Post-scriptum au chien noir de Jean-Claude Tardif

Par Etcetera

Dans ce livre, Jean-Claude Tardif se remémore des personnages de son enfance rescapés de la Guerre d’Espagne.
Ce sont donc huit nouvelles – huit portraits d’hommes et de femmes qui l’ont marqué, tous blessés par cette guerre, exilés, hantés par leurs souvenirs.
Aux yeux de cet enfant, ces personnages restent le plus souvent des mystères : ils parlent entre eux dans une langue qu’il ne comprend pas, ils évoquent à demi mots des souvenirs qu’il ne partage pas, ils portent des blessures que l’enfant peut seulement deviner par instants.

Ce recueil de nouvelles est un beau livre, très sensible – un livre de poète.
J’ai aimé qu’il donne la parole à des vaincus de l’Histoire, à des idéalistes.
D’un point de vue personnel, cela m’a rappelé une certaine atmosphère de l’enfance, faite de proximité et de complicité avec les adultes, tout en gardant l’impression que leur histoire est un secret impénétrable, que l’on comprendra peut-être plus tard.
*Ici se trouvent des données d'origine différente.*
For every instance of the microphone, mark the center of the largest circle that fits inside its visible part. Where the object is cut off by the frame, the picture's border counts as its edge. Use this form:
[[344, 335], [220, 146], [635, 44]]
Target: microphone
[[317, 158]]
Post-scriptum au chien noir est paru aux éditions Le temps qu’il fait en octobre 2012.

Les femmes gitanes avaient fini par m’adopter, me regarder comme l’une des leurs. Elles ne savaient pas qui j’étais, voyaient seulement mes guenilles, ma jeunesse portant une vie plus jeune encore. Je passais mes nuits avec elles. Elles m’apprirent la Zambra.
C’est là, dans leur camp, que je vis pour la première fois Lorca. Il chantait avec les hommes. Je me rappelle son visage éclairé par des chandelles de suif. Aujourd’hui encore c’est à lui, au souvenir de ce visage, que je dois le peu de vie qui me reste au fond des yeux – que peut donc y comprendre Don Ernesto ? Il avait dit un de ses poèmes, les gitans l’accompagnaient de leurs guitares à douze cordes, on aurait dit que la nuit elle-même résonnait, mêlait son chant aux mots de Federico. Nous étions pourtant en guerre, mais il semblait qu’ici, en cet instant précis, elle ne pouvait pas nous toucher. Les hommes, je m’en souviens, avaient dans les yeux une lumière que je n’ai jamais revue. L’un d’entre eux a dit que c’était là les mots de la République, la seule qui vaille, celle qui parle au cœur. Tous les autres approuvèrent en silence, et ce silence aussi contenait de la beauté. J’étais émue. C’est en souvenir de ces mots-là, pour eux, que j’ai pris une arme et me suis battue comme tant d’autres, avec d’autres, des femmes, des hommes, Pilar, Marisol, Alexandro, Antonio, et tous ceux dont j’ai oublié jusqu’au prénom mais dont je conserve les visages quand les nuits sont trop longues.